Using Tesseract to identify 58 of the same city picture-type mobile phone number

Source: Internet
Author: User

58 The phone number of the same city is mostly picture format, the purpose is also to prevent crawler software crawl, but as a special development crawler ape, must take it to peace of mind, or sleep dream will also think how to break this damn picture Number!

Here we take advantage of Google's Open source project: TESSERACT-OCR (Project address: HTTPS://GITHUB.COM/TESSERACT-OCR)

In fact, tesseract online tutorial actually has a lot, about it's introduction, I don't say here, direct focus!
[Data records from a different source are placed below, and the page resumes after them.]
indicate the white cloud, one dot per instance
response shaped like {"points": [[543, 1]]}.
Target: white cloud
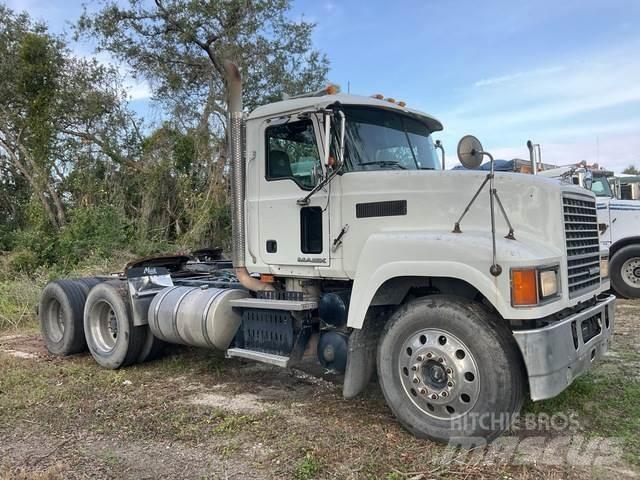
{"points": [[614, 153], [516, 76], [566, 109]]}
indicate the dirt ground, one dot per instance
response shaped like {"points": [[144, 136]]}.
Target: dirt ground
{"points": [[193, 414]]}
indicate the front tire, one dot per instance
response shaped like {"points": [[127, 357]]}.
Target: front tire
{"points": [[112, 338], [625, 271], [449, 370]]}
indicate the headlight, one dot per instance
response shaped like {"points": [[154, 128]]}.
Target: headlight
{"points": [[531, 286], [604, 267], [548, 283]]}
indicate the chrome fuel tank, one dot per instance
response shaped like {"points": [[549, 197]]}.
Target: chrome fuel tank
{"points": [[195, 316]]}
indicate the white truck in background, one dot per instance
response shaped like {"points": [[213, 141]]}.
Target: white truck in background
{"points": [[353, 247], [618, 222]]}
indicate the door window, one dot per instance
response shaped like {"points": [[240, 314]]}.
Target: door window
{"points": [[292, 153]]}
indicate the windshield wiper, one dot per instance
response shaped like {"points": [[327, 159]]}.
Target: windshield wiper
{"points": [[385, 163]]}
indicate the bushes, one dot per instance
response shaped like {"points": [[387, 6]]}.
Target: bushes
{"points": [[93, 231]]}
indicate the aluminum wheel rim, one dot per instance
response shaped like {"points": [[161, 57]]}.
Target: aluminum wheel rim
{"points": [[631, 272], [439, 374], [104, 326], [55, 320]]}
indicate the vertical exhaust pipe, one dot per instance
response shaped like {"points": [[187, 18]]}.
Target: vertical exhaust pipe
{"points": [[233, 82], [532, 157]]}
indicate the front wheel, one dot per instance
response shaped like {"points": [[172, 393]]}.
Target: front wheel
{"points": [[449, 370], [624, 269]]}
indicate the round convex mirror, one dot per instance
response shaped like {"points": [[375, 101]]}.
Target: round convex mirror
{"points": [[470, 152]]}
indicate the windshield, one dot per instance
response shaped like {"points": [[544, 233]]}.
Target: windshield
{"points": [[377, 139], [601, 187]]}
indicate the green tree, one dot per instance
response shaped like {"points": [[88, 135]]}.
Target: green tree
{"points": [[59, 114], [178, 46]]}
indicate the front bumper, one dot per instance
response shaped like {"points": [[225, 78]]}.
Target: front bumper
{"points": [[557, 354]]}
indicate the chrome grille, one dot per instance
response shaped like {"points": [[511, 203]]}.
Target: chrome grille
{"points": [[583, 244]]}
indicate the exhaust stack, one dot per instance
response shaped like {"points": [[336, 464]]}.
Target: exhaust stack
{"points": [[238, 173], [532, 157]]}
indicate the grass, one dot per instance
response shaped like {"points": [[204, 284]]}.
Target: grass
{"points": [[607, 404], [307, 468], [308, 432], [18, 298]]}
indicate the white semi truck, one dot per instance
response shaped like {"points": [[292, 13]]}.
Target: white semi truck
{"points": [[351, 245], [618, 222]]}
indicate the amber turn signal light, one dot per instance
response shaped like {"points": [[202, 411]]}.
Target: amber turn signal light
{"points": [[524, 287]]}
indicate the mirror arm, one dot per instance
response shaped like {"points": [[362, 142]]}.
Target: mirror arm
{"points": [[305, 200], [440, 147]]}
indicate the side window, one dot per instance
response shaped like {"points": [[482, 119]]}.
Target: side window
{"points": [[292, 153]]}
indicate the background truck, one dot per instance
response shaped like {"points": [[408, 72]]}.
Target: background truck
{"points": [[352, 246], [618, 222]]}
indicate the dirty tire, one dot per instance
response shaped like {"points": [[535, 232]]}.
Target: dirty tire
{"points": [[152, 346], [478, 365], [60, 312], [112, 338], [624, 269]]}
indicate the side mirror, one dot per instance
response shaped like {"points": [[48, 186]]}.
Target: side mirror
{"points": [[470, 152], [438, 146], [316, 174], [588, 180]]}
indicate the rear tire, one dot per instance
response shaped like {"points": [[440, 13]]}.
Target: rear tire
{"points": [[112, 338], [60, 313], [624, 269], [450, 370]]}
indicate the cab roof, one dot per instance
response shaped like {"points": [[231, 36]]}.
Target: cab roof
{"points": [[291, 105]]}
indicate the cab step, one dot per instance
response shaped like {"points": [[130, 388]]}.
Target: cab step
{"points": [[269, 304], [270, 358]]}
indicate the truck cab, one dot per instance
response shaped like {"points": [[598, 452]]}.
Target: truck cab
{"points": [[618, 223], [353, 247]]}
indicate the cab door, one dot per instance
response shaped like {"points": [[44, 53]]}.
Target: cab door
{"points": [[292, 235]]}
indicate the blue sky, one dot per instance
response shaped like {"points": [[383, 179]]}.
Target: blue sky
{"points": [[563, 73]]}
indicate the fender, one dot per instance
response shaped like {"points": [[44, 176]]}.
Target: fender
{"points": [[421, 253]]}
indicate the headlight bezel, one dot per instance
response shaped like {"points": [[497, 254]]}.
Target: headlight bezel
{"points": [[541, 298]]}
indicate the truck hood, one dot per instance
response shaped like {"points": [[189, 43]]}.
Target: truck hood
{"points": [[436, 199]]}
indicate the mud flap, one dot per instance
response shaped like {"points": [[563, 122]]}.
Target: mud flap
{"points": [[361, 357]]}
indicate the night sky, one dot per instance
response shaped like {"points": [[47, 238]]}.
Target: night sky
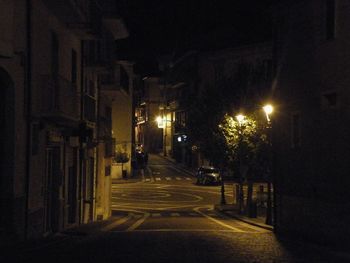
{"points": [[161, 27]]}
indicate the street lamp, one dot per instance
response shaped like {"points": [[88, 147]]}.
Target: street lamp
{"points": [[240, 118], [162, 124], [268, 109]]}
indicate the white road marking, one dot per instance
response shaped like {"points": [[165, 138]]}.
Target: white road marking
{"points": [[138, 222], [174, 214], [183, 230], [116, 223], [217, 221], [156, 215]]}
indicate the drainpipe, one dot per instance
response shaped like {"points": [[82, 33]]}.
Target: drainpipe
{"points": [[81, 151], [28, 92]]}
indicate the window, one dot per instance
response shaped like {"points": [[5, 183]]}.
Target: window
{"points": [[54, 54], [35, 138], [329, 100], [74, 67], [295, 131], [330, 19]]}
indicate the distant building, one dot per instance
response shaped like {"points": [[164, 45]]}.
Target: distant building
{"points": [[149, 101]]}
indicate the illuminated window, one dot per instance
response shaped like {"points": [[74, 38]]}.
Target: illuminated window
{"points": [[330, 19], [295, 130]]}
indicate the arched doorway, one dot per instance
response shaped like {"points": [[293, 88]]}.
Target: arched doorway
{"points": [[6, 150]]}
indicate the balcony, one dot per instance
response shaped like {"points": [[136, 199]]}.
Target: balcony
{"points": [[83, 17], [59, 101]]}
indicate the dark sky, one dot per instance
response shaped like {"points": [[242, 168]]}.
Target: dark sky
{"points": [[159, 27]]}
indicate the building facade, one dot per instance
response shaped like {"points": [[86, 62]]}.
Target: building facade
{"points": [[56, 161], [311, 131]]}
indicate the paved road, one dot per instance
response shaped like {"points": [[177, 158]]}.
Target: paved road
{"points": [[165, 217]]}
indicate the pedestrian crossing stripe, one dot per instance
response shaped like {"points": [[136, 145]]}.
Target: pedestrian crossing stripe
{"points": [[156, 214]]}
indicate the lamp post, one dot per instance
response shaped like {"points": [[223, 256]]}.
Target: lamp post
{"points": [[162, 124], [268, 109], [240, 118]]}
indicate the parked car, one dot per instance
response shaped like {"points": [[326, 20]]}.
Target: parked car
{"points": [[208, 175]]}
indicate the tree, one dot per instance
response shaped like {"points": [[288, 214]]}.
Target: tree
{"points": [[246, 149], [122, 157]]}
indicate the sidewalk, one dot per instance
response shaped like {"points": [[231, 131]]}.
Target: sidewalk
{"points": [[231, 210], [228, 210], [179, 166]]}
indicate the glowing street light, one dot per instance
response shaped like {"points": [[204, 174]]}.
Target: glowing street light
{"points": [[240, 118], [160, 121], [268, 109]]}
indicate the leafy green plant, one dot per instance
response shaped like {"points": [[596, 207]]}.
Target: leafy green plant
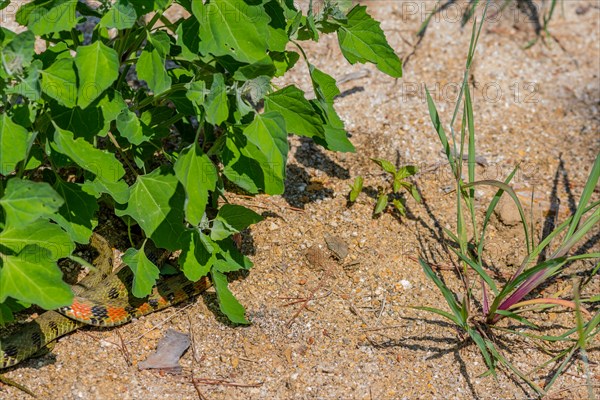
{"points": [[355, 188], [78, 130], [392, 195], [479, 320]]}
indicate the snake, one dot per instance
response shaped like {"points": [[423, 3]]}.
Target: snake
{"points": [[101, 299]]}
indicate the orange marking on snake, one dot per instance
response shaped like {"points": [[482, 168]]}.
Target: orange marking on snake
{"points": [[80, 310], [116, 314]]}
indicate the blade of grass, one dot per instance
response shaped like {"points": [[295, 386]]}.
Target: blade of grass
{"points": [[480, 342], [447, 293], [585, 196], [513, 195], [549, 300], [517, 317], [488, 279], [490, 210]]}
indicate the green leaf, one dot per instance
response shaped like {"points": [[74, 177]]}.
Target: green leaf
{"points": [[119, 190], [300, 117], [151, 68], [356, 188], [156, 203], [17, 55], [77, 215], [14, 141], [385, 165], [217, 109], [230, 259], [102, 163], [399, 206], [26, 201], [255, 159], [121, 15], [111, 104], [87, 123], [197, 256], [48, 16], [188, 39], [130, 127], [32, 277], [145, 273], [59, 81], [268, 135], [284, 61], [198, 175], [233, 28], [97, 67], [406, 171], [40, 233], [362, 40], [382, 201], [325, 88], [29, 86], [232, 219], [196, 92], [228, 304]]}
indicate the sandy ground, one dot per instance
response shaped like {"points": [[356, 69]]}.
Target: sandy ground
{"points": [[357, 338]]}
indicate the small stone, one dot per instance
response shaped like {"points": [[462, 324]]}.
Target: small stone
{"points": [[507, 212], [337, 246], [406, 284]]}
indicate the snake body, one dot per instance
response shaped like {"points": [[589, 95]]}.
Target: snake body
{"points": [[102, 299]]}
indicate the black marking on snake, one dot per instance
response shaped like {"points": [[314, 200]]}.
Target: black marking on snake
{"points": [[113, 293], [36, 339], [99, 312], [53, 327], [189, 289], [11, 351]]}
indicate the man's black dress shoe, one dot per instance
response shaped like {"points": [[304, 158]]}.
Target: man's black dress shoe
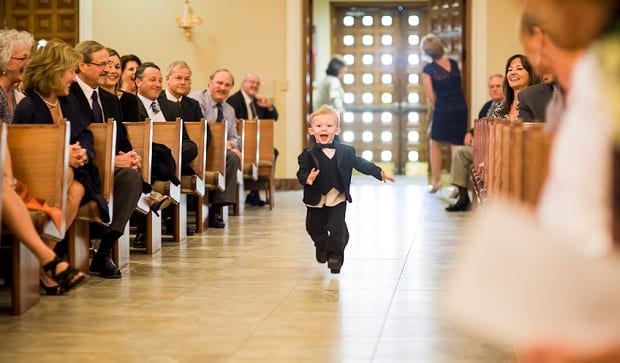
{"points": [[216, 221], [459, 206], [139, 240], [321, 254], [253, 198], [104, 267], [334, 265]]}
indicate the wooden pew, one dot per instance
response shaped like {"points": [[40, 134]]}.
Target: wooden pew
{"points": [[530, 149], [250, 136], [215, 174], [170, 133], [195, 184], [140, 134], [510, 160], [104, 136], [44, 170], [266, 162]]}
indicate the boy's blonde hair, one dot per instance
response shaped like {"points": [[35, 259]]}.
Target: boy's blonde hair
{"points": [[324, 110]]}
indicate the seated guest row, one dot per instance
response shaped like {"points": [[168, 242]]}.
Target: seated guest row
{"points": [[65, 83]]}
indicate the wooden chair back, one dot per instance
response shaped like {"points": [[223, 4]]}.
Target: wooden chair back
{"points": [[215, 175], [44, 168], [250, 138], [170, 133], [104, 138], [197, 131], [140, 134], [266, 162]]}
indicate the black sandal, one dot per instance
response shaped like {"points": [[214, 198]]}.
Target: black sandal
{"points": [[66, 278]]}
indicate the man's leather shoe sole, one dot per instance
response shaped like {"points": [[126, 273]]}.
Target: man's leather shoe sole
{"points": [[105, 267], [216, 223], [334, 265], [458, 207]]}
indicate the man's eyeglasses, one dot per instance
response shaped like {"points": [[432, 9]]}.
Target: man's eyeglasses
{"points": [[22, 59], [100, 65]]}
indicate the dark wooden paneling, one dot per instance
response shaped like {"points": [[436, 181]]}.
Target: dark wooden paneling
{"points": [[45, 19]]}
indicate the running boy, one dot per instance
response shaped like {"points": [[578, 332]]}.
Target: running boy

First to initialize the tesseract, here we use the default identification library, according to the characteristics of the 58 city number picture, we initialize the following:

The program needs to refer to: Tesseract.dll and the program root directory to have tessdata\\eng.traineddata of the identification library file

Tesseract.tesseractengine te = new Tesseractengine (Application.startuppath + "\\tessdata", "Eng", Enginemode.default) ;//Initialize, use the default recognition library here

Te. SetVariable ("Tessedit_char_whitelist", "0123456789");//Set the recognized Word Fu Bai list

Te. Defaultpagesegmode = pagesegmode.singleline;//Sets the recognition mode to single-line mode

The note is. NET version seems to have to be 3.5 and above, otherwise tesseract initialization always does not pass. This problem has plagued me for a long time.

First we get the 58 picture number on the same city as the following address:

Http://image.58.com/showphone.aspx?t=v55&v=6E0C227B5A963FC4VD7B70A4FC12D1D01

Download get get the following picture:

First the image binary algorithm (is turned into only black and white algorithm, search engine a bunch) to get the following image:

This monochrome image is much friendlier to the OCR engine and recognizes the algorithm:

We set a bitmap type variable btelimg store this binary number picture, String type Stelnumber used to save the number of recognition results, using the following algorithm to obtain the recognition result:

Page PG = te. Process (Pixconverter.topix (btelimg), pagesegmode.singleline);

Stelnumber= Keyreplace (PG. GetText ());

Under Recognition:

The amount ... 10,000 Grass mud horse galloping, wrong so much to do? Do you want to use Tesseract's advanced training algorithm to train your own library? All say simple identification, don't make so complicated good, I am lazy!

In fact, 58 on this image is generated dynamically, so each access to get the picture is different, including the number interval. The first download picture because the character picture adhesion problem, causes the recognition result is incorrect, we the same address again to download the picture again:

Binary Value:

Recognition:

Haha, finally right!
Prove that this free OCR engine directly downloaded without complex training or effective, the following we do not change the recognition algorithm under the premise of improving the recognition rate (after all, for this pure digital picture, want to OCR recognition rate is high, can only train or write a dedicated OCR engine)

Because the first recognition result is wrong, the second time to download the picture, the results are correct. So we can start from the recognition results, not to re-download the image, re-recognition, until the correct or set a threshold, to reach the threshold, incorrect I can not do! This is the only way for free!

Because here we recognize the mobile phone number, so know the law of mobile phone number, we will judge the results, we can initially determine the results of the fight!

    1. The mobile phone number must be a 11-bit pure number (because we set the whitelist to be a pure number, so guarantee the result is 11 bit on it)

    2. The mobile phone number must start with 13,15,18 (this can exclude a large part of the error)

Well, almost these two result rules can improve the recognition rate effectively. Algorithm I don't write here, it's a program ape, right?

At this point, a simple 58 mobile phone number picture is finished. Other, such as phone numbers, simple character verification code, the principle is similar. Hope to give beginners a little help, the next opportunity to talk to you about more advanced OCR recognition method.

Using Tesseract to identify 58 of the same city picture-type mobile phone number

Contact Us

The content source of this page is from Internet, which doesn't represent Alibaba Cloud's opinion; products and services mentioned on that page don't have any relationship with Alibaba Cloud. If the content of the page makes you feel confusing, please write us an email, we will handle the problem within 5 days after receiving your email.

If you find any instances of plagiarism from the community, please send an email to: info-contact@alibabacloud.com and provide relevant evidence. A staff member will contact you within 5 working days.

A Free Trial That Lets You Build Big!

Start building with 50+ products and up to 12 months usage for Elastic Compute Service

  • Sales Support

    1 on 1 presale consultation

  • After-Sales Support

    24/7 Technical Support 6 Free Tickets per Quarter Faster Response

  • Alibaba Cloud offers highly flexible support services tailored to meet your exact needs.